5 Things to Avoid When Writing A Consultant Proposal

1. When You Shouldn’t Have Started in the First Place

This is a skill that often (and unfortunately) comes with experience. When starting your freelance consultant career, it might be very tempting to grab every possible opportunity that comes your way. But many of these are only masquerading as opportunities. You will receive many who are just putting out their feelers.

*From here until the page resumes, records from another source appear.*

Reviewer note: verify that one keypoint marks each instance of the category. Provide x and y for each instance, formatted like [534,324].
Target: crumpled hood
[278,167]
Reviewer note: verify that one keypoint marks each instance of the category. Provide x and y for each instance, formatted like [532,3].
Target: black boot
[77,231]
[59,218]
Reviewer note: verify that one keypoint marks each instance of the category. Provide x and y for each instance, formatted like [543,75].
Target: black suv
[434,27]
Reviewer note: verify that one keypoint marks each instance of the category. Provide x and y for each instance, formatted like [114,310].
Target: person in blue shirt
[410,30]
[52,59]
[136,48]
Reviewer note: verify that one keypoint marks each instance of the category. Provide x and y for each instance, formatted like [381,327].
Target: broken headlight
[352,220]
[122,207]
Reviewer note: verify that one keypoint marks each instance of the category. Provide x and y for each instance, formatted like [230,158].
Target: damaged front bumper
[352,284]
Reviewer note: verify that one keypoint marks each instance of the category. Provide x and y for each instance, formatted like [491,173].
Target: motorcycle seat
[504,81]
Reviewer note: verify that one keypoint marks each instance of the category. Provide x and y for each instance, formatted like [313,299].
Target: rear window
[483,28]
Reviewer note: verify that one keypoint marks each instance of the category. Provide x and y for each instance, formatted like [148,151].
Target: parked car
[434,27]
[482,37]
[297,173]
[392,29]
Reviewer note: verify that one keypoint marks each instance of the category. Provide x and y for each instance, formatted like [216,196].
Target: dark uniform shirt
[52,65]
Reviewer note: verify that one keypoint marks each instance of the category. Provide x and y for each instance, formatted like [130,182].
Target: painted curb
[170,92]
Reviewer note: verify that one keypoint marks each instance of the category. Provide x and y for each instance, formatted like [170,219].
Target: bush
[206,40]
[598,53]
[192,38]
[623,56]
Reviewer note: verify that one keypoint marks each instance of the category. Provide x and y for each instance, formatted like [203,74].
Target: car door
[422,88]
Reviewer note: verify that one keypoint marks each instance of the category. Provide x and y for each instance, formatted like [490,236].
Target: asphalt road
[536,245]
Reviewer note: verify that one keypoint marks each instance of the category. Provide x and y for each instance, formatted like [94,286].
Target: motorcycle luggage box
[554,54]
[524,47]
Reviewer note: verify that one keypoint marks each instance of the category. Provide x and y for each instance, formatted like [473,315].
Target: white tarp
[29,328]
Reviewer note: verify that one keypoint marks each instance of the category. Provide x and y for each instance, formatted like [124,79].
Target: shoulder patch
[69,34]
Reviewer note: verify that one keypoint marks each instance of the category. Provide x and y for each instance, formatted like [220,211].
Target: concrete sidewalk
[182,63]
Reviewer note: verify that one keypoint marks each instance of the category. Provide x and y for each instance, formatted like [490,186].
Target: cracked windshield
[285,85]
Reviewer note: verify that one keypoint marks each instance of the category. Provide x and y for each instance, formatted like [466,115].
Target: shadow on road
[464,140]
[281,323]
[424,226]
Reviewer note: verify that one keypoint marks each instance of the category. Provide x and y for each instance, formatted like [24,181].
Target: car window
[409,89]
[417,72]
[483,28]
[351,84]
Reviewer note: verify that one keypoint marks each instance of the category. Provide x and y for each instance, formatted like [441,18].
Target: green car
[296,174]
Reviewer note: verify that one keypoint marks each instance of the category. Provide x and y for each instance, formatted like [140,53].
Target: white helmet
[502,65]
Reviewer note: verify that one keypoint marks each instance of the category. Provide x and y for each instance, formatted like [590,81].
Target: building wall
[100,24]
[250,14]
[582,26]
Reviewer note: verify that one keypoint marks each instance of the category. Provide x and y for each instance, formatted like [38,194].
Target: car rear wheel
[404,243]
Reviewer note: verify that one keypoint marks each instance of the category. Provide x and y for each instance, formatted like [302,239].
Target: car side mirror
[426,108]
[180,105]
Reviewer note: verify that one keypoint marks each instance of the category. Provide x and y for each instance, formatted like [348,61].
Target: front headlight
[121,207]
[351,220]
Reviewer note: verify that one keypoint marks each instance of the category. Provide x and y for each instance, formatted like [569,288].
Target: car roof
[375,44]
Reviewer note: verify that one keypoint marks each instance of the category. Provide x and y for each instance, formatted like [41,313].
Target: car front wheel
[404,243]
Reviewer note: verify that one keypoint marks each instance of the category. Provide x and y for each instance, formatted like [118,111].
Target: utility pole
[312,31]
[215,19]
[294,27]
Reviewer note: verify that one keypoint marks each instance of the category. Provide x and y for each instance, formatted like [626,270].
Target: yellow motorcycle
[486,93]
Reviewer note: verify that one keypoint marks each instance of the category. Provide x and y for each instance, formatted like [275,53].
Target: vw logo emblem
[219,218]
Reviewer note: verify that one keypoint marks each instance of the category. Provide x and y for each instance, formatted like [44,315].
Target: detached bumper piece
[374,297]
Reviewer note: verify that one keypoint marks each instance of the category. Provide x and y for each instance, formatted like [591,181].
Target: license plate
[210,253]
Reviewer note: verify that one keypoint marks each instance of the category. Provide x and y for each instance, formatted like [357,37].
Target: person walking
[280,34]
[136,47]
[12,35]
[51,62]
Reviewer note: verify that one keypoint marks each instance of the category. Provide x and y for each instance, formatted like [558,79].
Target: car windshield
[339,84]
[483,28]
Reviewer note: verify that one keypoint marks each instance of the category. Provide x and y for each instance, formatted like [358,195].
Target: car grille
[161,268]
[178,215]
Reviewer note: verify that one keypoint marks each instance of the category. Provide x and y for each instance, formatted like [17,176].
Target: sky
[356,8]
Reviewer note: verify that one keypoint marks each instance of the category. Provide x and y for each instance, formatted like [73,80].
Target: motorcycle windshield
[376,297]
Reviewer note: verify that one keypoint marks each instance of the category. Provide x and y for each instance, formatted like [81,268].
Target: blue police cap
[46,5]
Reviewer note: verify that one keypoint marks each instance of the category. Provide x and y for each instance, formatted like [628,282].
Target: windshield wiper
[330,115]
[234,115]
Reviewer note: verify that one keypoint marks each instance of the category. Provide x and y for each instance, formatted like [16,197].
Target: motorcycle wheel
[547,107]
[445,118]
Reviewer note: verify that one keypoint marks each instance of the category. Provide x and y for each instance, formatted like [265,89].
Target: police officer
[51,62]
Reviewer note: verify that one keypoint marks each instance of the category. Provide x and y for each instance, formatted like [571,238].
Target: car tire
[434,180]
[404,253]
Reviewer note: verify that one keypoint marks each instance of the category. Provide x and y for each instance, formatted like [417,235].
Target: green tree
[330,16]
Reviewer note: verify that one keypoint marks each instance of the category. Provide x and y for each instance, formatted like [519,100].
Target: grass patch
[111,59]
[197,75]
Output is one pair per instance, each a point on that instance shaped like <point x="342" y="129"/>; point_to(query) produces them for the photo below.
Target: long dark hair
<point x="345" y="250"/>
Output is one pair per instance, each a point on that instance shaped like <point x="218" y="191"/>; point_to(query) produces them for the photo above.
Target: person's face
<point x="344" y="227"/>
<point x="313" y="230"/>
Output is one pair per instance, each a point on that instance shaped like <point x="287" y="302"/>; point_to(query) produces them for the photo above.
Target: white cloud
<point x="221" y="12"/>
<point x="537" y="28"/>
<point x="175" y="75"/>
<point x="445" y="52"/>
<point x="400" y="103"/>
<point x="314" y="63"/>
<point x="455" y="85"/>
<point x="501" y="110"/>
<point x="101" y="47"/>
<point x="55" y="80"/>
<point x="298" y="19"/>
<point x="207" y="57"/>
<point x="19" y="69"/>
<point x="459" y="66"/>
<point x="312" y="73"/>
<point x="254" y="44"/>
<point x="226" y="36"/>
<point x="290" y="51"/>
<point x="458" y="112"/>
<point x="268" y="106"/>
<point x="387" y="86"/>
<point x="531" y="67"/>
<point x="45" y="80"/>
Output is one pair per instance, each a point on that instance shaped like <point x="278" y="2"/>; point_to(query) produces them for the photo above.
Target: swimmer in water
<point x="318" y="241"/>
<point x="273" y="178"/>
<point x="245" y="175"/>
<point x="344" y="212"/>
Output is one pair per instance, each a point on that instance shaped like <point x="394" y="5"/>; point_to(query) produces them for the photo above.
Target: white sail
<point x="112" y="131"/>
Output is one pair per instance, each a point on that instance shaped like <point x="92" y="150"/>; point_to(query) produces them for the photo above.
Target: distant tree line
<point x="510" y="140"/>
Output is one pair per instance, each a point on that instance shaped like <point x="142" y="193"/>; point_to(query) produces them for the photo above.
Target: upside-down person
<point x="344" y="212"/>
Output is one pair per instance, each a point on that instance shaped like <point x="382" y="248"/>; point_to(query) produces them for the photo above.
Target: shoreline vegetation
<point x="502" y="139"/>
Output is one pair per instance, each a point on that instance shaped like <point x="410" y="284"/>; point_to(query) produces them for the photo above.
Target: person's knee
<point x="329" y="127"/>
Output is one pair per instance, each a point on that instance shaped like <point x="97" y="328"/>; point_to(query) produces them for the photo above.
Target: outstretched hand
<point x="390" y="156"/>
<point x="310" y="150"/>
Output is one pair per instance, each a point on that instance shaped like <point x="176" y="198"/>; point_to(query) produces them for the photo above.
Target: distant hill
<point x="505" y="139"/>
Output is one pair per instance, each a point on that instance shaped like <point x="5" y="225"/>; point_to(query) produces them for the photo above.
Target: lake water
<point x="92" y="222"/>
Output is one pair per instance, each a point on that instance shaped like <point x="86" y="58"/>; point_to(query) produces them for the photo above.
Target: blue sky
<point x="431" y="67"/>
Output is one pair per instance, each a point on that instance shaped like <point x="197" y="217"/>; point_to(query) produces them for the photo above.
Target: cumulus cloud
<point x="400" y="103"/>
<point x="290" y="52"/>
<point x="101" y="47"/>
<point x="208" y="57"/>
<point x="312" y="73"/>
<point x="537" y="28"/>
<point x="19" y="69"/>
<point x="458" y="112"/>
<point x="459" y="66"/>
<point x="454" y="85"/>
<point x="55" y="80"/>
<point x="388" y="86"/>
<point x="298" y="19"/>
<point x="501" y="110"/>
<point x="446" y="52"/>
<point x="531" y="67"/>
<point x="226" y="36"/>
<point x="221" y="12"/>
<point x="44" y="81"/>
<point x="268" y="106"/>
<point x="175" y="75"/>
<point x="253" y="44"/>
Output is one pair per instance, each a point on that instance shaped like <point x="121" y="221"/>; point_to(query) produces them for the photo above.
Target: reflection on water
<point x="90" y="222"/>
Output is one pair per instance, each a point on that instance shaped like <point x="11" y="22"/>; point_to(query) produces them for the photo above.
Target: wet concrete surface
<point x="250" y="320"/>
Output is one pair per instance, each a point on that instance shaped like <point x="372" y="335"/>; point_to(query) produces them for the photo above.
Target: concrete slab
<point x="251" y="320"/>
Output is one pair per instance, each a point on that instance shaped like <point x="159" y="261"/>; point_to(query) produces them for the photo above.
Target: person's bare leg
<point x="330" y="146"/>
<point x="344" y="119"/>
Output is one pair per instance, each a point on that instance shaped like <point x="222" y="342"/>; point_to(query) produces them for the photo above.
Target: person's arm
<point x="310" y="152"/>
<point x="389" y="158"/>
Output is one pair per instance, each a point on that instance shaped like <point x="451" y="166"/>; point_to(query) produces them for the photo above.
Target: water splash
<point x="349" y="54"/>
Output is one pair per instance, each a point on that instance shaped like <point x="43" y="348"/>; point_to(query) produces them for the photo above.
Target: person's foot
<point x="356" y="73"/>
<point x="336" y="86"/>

They will request multiple proposals from multiple consultants with absolutely no intention (or the funds) to actually hire any of them. Then you also have those trying to source high quality strategy proposals and then have another less-skilled and cheaper consultant implement it. So ensure that you only write proposals for potential clients who are the real deal.

2. You ignored your USP

One of the first things to remember when learning how to write a consultant proposal is to focus on your USP (Unique Selling Point) as a freelance consultant. Consultants are a dime a dozen, so why should a company choose you out of all the proposals they’ve received? Focus on what sets you apart from the rest of the consulting crowd.

3. Explain the benefits

Someone once tried to sell me an entire renewable energy home kit. The price tag was well over the thousands and the features included was a list as long as my arm. But no matter how much they explained in regards to how MUCH I’ll be receiving for the price, I only sat up and started to listen when they started talking about what each of the features do and how I’ll actually be saving more money within just one year of use. If you are not an expert in a specific field, it won’t matter how many features are built into your proposal – if they don’t understand how it can benefit them, they won’t care.

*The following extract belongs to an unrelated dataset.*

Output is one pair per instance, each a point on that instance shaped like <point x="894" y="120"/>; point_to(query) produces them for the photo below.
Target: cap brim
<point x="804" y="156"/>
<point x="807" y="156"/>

4. Check, then check again!

When learning how to write a consultant proposal, everyone will tell you that the number one thing to avoid at all cost is errors. This is not a text to your friend where you can blame autocorrect when it comes to typos, spelling and other grammar mistakes. When writing a consultant proposal it needs to be absolutely perfect. So once you’re done, check it and then check it again!

5. Don’t double tap

Always keep in mind that every potential client and their business is unique. Don’t copy, paste from previous proposals and especially don’t copy, paste things from other written material you find somewhere on the internet. Plagiarism is still a thing – especially when it comes to proposals where you are trying to sell your uniqueness and skills.

These are the key points to remember when learning how to write a consultant proposal. If you stick to these basics and some of our other helpful advice you’ll be able to get your freelance consulting career off to a flying start.